AMD also manufactures CPUs. They believe that for programs with a lot of branches, the CPU is still better suited, and the GPU is intended for purely vector programs.

So Radeon provides less efficient programming overall, but provides better price-performance in many cases. In other words, there are fewer programs that can be efficiently (beneficially) migrated from CPU to Radeon than programs that can be effectively run on Fermi. But on the other hand, those that can be effectively transferred will work more efficiently on Radeon in many ways.

API for GPU Computing

The technical specifications of Radeon themselves look attractive, although it is not necessary to idealize and absolutize GPU computing.

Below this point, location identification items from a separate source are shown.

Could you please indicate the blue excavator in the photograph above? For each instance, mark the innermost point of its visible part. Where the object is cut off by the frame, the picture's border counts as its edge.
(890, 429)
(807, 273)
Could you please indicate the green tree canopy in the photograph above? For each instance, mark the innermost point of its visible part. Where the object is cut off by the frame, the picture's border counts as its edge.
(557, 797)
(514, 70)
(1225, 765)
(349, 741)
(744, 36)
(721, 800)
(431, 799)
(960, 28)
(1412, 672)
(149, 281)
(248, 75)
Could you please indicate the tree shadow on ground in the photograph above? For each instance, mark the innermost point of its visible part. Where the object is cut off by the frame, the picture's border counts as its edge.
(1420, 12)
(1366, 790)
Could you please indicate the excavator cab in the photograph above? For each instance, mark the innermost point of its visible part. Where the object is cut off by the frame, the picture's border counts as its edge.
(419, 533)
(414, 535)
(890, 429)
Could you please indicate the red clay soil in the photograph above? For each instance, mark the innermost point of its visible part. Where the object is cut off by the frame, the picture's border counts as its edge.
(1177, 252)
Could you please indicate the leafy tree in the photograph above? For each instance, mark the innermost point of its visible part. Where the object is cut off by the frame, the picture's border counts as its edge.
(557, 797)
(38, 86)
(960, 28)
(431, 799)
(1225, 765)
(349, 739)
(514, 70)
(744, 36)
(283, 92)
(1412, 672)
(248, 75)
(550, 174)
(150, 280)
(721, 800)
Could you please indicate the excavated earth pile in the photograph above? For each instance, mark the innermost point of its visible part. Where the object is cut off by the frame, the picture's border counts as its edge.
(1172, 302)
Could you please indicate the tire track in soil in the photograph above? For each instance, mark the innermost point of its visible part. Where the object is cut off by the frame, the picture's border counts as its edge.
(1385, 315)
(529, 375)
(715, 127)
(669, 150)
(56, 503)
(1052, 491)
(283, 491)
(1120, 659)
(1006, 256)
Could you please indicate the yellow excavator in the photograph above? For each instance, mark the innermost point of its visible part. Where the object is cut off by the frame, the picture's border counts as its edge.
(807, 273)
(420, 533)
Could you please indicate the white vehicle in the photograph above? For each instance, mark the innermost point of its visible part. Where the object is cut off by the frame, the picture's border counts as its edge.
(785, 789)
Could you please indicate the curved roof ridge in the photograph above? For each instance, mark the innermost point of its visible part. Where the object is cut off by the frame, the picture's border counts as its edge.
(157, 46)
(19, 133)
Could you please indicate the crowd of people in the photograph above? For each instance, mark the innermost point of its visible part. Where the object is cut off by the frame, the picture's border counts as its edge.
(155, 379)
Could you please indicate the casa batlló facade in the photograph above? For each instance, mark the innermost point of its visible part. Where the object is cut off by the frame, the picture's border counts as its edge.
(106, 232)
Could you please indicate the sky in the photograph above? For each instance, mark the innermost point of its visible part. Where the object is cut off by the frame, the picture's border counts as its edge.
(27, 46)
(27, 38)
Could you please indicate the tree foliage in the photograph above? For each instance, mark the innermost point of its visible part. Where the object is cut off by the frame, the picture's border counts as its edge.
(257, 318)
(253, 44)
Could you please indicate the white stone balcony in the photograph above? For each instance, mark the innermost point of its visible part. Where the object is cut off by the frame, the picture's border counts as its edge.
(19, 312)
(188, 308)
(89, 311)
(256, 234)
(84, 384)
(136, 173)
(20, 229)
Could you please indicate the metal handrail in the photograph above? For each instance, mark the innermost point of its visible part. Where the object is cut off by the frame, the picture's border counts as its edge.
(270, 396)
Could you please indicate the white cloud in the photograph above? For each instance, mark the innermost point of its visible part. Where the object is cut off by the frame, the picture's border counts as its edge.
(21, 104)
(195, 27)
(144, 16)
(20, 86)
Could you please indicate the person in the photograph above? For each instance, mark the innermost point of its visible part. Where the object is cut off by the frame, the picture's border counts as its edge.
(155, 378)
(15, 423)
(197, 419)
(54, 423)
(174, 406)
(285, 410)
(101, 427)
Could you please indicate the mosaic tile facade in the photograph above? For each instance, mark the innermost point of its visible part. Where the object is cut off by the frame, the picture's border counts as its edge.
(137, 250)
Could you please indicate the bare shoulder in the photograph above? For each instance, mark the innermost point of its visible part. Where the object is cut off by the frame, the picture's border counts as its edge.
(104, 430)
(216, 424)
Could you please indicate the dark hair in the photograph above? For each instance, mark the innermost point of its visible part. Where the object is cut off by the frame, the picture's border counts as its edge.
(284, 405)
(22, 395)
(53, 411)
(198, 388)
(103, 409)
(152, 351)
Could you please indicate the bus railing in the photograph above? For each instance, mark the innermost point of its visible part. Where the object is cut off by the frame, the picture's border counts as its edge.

But no less important for performance is the software necessary for developing and executing a GPU program - compilers from a high-level language and run-time, that is, a driver that interacts between a part of the program running on the CPU and the GPU itself. It is even more important than in the case of the CPU: the CPU does not need a driver to manage data transfer, and from the point of view of the compiler, the GPU is more finicky. For example, the compiler must make do with a minimum number of registers to store intermediate results of calculations, and carefully inline function calls, again using a minimum of registers. After all, the fewer registers a thread uses, the more threads you can run and the more fully load the GPU, better hiding the memory access time.

And so the software support for Radeon products still lags behind the development of hardware. (In contrast to the situation with Nvidia, where the release of hardware was delayed, and the product was released in a stripped-down form.) More recently, AMD's OpenCL compiler was in beta status, with many flaws. It too often generated erroneous code, or refused to compile the code from the correct source code, or itself gave an error and crashed. Only at the end of spring came a release with high performance. It is also not without errors, but there are significantly fewer of them, and they, as a rule, appear on the sidelines when trying to program something on the verge of correctness. For example, they work with the uchar4 type, which specifies a 4-byte four-component variable. This type is in the OpenCL specifications, but it is not worth working with it on Radeon, because the registers are 128-bit: the same four components, but 32-bit. And such a uchar4 variable will still take up a whole register, only additional operations of packing and accessing individual byte components will still be required. A compiler shouldn't have any bugs, but there are no compilers without bugs. Even Intel Compiler after 11 versions has compilation errors. The identified bugs are fixed in the next release, which will be released closer to the fall.

But there are still a lot of things that need to be improved. For example, until now, the standard GPU driver for Radeon does not support GPU computing using OpenCL. The user must download and install an additional special package.

But the most important thing is the absence of any libraries of functions. For double-precision real numbers, there is not even a sine, cosine and exponent. Well, this is not required for matrix addition/multiplication, but if you want to program something more complex, you have to write all the functions from scratch. Or wait for a new SDK release. ACML (AMD Core Math Library) for the Evergreen GPU family with support for basic matrix functions should be released soon.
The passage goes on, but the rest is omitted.